O'Leary: Shaw, Kids Up Front give opportunity of Grey Cup experience
Youth rugby night has been a regular occurrence for the Autism Aspergers Friendship Society of Calgary (AAFS).
If you ask Dean Svoboda, the executive director of the Society, it’s an important part of what his group does.
“One of our founding principles is that everybody needs a community. We don’t we don’t call ourselves an organization. We don’t call ourselves an agency. We call ourselves a community,” he says.
“Everybody’s community knows you and it knows who you are and where you come from. I think that’s important for anybody’s wellbeing.”
AAFS provides respite care in a social and recreational environment for children, youth and adults on the spectrum of Autism. Building a sense of community for the people the group serves, ranging in age from as young as four-years old to 62-years old, is paramount in their development and quality of life.
So getting out on the field on Fridays for rugby is a big deal.
While the group usually works with members of the Calgary Dinos’ women’s rugby team, they had a new face join them last Friday before the Grey Cup. Calgary Stampeders quarterback Bo Levi Mitchell showed up and spent time on the field with the group, enjoying a sport that shares an historical bond with the Canadian Football League.
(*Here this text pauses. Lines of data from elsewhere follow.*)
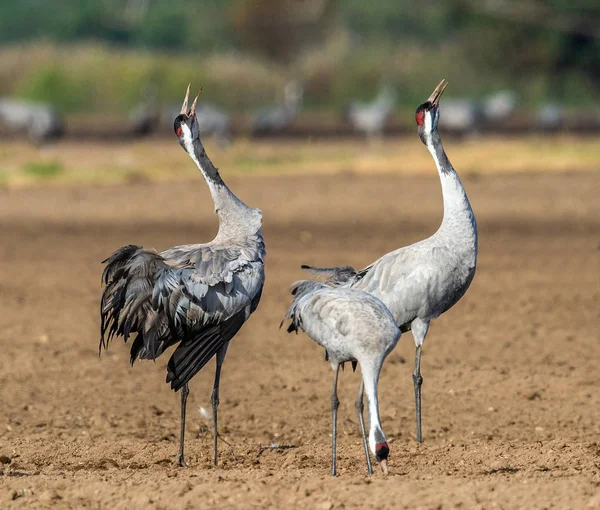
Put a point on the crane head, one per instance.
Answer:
(427, 115)
(186, 124)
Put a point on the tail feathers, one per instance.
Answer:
(331, 275)
(126, 300)
(299, 289)
(192, 354)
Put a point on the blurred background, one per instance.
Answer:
(116, 70)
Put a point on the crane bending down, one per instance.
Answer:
(421, 281)
(352, 326)
(196, 295)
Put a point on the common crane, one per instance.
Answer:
(370, 118)
(421, 281)
(40, 121)
(197, 295)
(275, 119)
(352, 326)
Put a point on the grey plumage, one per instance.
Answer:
(352, 326)
(197, 296)
(421, 281)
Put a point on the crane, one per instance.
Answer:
(275, 119)
(421, 281)
(370, 118)
(352, 326)
(197, 295)
(40, 121)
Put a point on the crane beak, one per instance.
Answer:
(434, 98)
(193, 109)
(184, 108)
(383, 465)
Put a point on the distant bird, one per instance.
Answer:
(369, 118)
(144, 119)
(198, 295)
(421, 281)
(500, 105)
(40, 121)
(276, 119)
(549, 117)
(352, 326)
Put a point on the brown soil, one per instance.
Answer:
(511, 400)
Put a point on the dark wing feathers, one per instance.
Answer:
(199, 296)
(191, 355)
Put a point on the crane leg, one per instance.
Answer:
(215, 400)
(358, 403)
(184, 393)
(418, 381)
(335, 403)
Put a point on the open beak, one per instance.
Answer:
(192, 110)
(383, 465)
(434, 98)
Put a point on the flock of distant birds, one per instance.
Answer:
(43, 123)
(196, 297)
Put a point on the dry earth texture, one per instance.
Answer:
(511, 401)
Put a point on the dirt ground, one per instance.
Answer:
(510, 394)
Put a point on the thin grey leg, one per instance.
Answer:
(418, 381)
(184, 393)
(335, 403)
(215, 400)
(358, 403)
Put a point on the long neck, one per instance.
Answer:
(236, 219)
(457, 208)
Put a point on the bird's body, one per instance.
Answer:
(369, 118)
(197, 296)
(276, 119)
(40, 121)
(419, 282)
(352, 326)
That was just the start of a football-heavy weekend for the AAFS. The group was able to send 30 of its members and their families to last Sunday’s Grey Cup game, where the Winnipeg Blue Bombers won their first Grey Cup since 1990, beating the Hamilton Tiger-Cats 33-12. In total, about 160 tickets found its way to AAFS.
That was made possible by some teamwork from Shaw, who supplied the tickets to the game, and Kids Up Front; a Calgary-based outfit that works with registered partner agencies to deliver tickets to arts, culture and sporting events to deserving kids and their families.
“Every kid should have an opportunity to experience Canada’s largest sporting event in a safe and supportive environment,” said Chethan Lakshman, Vice President of External Affairs for Shaw Communications.
“We worked with our partners at Kids Up Front to give AAFS members and their families an opportunity to be a part of the Grey Cup energy and help ensure they would have a once-in-a-lifetime experience that they will never forget.”
“One of our partner agencies that we’ve been working with for a really long time is AAFS,” explains Nicky Nash, the executive director of Kids Up Front.
“They’re one of our closest partners and we decided to partner up with them for this unique opportunity with the CFL.”
Shaw also got the football rolling over Grey Cup weekend by bringing Mitchell — a Team Shaw Player — out to the rugby night. Shaw also provided jerseys and flag football equipment as keepsakes for AAFS.
Shaw has supported Kids Up Front for 20 years, with donations surpassing $225,000.00
Nash sees inclusion as one of the biggest benefits for the people that Kids Up Front has been able to help over the years.
“Inclusion and just removing barriers to access for a lot of families,” she says.
“I think a big, big thing is improving overall wellbeing and emotional wellbeing as well.”
Svoboda says that a block of tickets for AAFS families puts them at ease sometimes.
“One of the things they appreciate is we can say we have 20 tickets to a Calgary Hitmen game,” he explains, “and families know that if they go to the game with their kids and their kid bounces up and walks down the aisle or is doing something, that the families around them will understand. ‘Hey, that’s one of our families,’ type thing. That security of being able to go.”
“We all spend a lot of our lives looking for our ‘tribe,’ Svoboda says.
“I think getting to be a part of that bigger tribe is always important. It’s that community piece of what builds us, knowing that somebody else identifies with us, knowing another person that goes through what we go through.”
There’s also that overarching idea of just the power of sports and how they can reach anyone. Svoboda has been with AAFS for 15 years. His favourite memories are of the kids that knew nothing about sports and when they get involved in one, an interest is sparked and they join a team, which leads to making friends and changing that person’s life. He sees those seeds of change planted all the time in his role.
“Those are the type of things we need to build,” he says. “For me to watch those over a long time span is just priceless.”
To that end, in its ongoing relationship with Kids Up Front, Shaw has over the past two years provided tickets to Kids Up Front for Grey Cup games (starting last year in Edmonton.) Shaw also most recently supported Kids Up Front’s Newcomer Pass program, proving 50,000 newcomer families across Canada with free access to arts, culture and sporting events between 2017 and 2019.